ANDREW SULLIVAN writes that he didn’t mean to claim that wrapping someone in an Israeli flag was torture, even though he listed it with other things that he clearly did regard as torture, and drew no distinction. He asks me to correct the record; I wish instead that he would try writing on (and thinking about) this subject with the clarity and seriousness of which he has shown himself capable in the past. All evidence suggests, however, that I am likely to be disappointed.
UPDATE: Reader Christopher Levenick notes that in an earlier post, Andrew specificially included wrapping in an Israeli flag under the heading ANTI-ISLAMIC TORTURE. If Andrew doesn’t regard flag-wrapping as torture, then pehaps he should refrain from this sort of thing in the future. I’ve suggested in the past that Sullivan would be more persuasive in a cause with which I actually agree (I’ve long been anti-torture, after all) if he displayed more rigor and didn’t turn the volume to “11.” That remains true. I’m not interested in an inter-blog pissing match; I tend to take a blog-and-let-blog approach to these sorts of things. But I think that Andrew’s take on these issues hasn’t accomplished what he hopes to accomplish, and I don’t think that it will do so in the future if his approach remains the same.

Then, Lileks:

Prager played this speech today, and read the translation. But you really have to hear it to get the full impact, the full effect of raging Jew hatred. Standing in the kitchen, listening to this poison, hearing Gnat sing as she played a Flash game on the Disney site, I got that sick chill you feel the second day of a bad flu. I can only imagine how I’d feel if the fellow making the speech lived on the other side of town.
Now: compare with this, which Sullivan Wednesday remarked was an example of Christianism – a term I’d never heard. Sullivan said this fellow exemplifies an attitude that’s “Just like Communism. And Islamism.”
Hmm. On one hand, a fellow ranting on Palestinian state TV about the sins of the Jews, and the need to kill ‘em all; on the other, a guy who thinks Christianity will continue to gain in popularity in the third world. Compare and contrast. One guy wants to kill, and the other wants us to buy his book about a God that brings people gasping back to life in this world. Well, I’d like to see the medical reports. But still: somehow the former worries me more than the latter.
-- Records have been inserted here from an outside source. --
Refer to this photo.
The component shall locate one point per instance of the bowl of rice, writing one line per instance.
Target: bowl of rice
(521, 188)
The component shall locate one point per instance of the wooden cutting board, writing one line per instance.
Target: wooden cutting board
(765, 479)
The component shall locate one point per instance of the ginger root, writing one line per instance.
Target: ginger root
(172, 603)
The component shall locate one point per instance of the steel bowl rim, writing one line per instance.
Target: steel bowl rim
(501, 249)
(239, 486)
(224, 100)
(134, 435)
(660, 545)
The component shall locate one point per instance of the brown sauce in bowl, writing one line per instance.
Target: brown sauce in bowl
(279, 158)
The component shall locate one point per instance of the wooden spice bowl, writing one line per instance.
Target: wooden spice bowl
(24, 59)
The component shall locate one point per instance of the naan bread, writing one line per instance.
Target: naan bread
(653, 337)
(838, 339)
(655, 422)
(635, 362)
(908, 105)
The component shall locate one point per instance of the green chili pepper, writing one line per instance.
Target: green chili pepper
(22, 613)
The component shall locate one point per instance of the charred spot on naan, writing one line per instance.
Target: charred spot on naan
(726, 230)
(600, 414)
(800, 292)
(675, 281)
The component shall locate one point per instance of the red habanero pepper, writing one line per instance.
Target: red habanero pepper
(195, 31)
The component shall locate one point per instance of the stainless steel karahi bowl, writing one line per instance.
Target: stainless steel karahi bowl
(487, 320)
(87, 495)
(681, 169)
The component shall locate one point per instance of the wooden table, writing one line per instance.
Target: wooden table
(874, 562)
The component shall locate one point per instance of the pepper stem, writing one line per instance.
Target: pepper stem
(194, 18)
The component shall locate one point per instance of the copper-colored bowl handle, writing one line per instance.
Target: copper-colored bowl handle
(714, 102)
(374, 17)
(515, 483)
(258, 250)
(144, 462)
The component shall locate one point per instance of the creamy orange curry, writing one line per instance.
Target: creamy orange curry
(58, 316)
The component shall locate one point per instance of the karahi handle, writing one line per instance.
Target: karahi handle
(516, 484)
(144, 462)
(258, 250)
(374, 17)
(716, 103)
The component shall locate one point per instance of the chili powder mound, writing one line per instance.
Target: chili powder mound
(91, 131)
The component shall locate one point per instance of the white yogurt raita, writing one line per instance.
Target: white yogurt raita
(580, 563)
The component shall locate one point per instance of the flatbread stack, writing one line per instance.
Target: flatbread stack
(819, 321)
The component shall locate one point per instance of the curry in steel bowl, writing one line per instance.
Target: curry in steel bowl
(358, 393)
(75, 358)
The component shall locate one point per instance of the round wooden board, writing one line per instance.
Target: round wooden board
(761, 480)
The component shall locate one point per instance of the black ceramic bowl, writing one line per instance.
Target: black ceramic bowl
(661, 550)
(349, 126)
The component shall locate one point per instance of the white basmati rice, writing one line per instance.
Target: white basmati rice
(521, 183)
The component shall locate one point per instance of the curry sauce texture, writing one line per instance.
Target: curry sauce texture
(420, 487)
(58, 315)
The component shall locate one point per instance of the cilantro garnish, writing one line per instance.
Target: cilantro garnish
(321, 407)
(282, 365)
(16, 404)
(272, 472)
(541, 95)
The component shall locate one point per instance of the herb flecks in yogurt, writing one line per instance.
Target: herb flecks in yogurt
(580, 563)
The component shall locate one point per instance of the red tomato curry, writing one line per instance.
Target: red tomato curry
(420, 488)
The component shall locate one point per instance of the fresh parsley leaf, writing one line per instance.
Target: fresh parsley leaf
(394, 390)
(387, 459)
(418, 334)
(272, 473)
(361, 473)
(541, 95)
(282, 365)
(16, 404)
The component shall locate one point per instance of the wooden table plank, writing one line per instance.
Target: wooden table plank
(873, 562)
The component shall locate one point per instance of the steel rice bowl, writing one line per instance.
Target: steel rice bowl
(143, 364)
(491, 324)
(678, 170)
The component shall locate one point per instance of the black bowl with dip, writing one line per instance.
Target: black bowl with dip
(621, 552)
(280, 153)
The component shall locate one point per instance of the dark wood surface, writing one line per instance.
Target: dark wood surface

Kinder, but still: ouch. Were I Sullivan (and it should be quite obvious that I’m not), I’d be far more circumspect and less likely to go flapping my gums these days.

2 Comments

I’ve never read Sullivan’s stuff. It seems like there’s a niche industry in discrediting him though.
How the heck did he gain any prominence from which to now be knocked down?

He gained prominence as an outspoken gay conservative. Many of his political views used to be quite conservative, but recently he’s turned to an emotional interpretation of the gay marriage debate (read: he’s taking the whole thing personally) and has largely transformed himself into a “once was” of the blogosphere.
It’s been sad, actually, to watch his slow-motion collapse. Every once in a while, I see flashes of the old Andrew shine through, but he’s gone over the edge on many issues, particularly pertaining to the Catholic church (he’s ostensibly Catholic).
It’s kind of weird watching him trace an arc that largely opposes that of his fellow Brit-come-Stateside, Christopher Hitchens. While Hitch still maintains a goodly bit of his old Lefty/Socialist leanings, he seems to get more and more solid on the War on Terrorism on a daily basis, while Sully gets squishier and squishier, all in the name of decrying the supposed “Theocrats” of the Bush administration.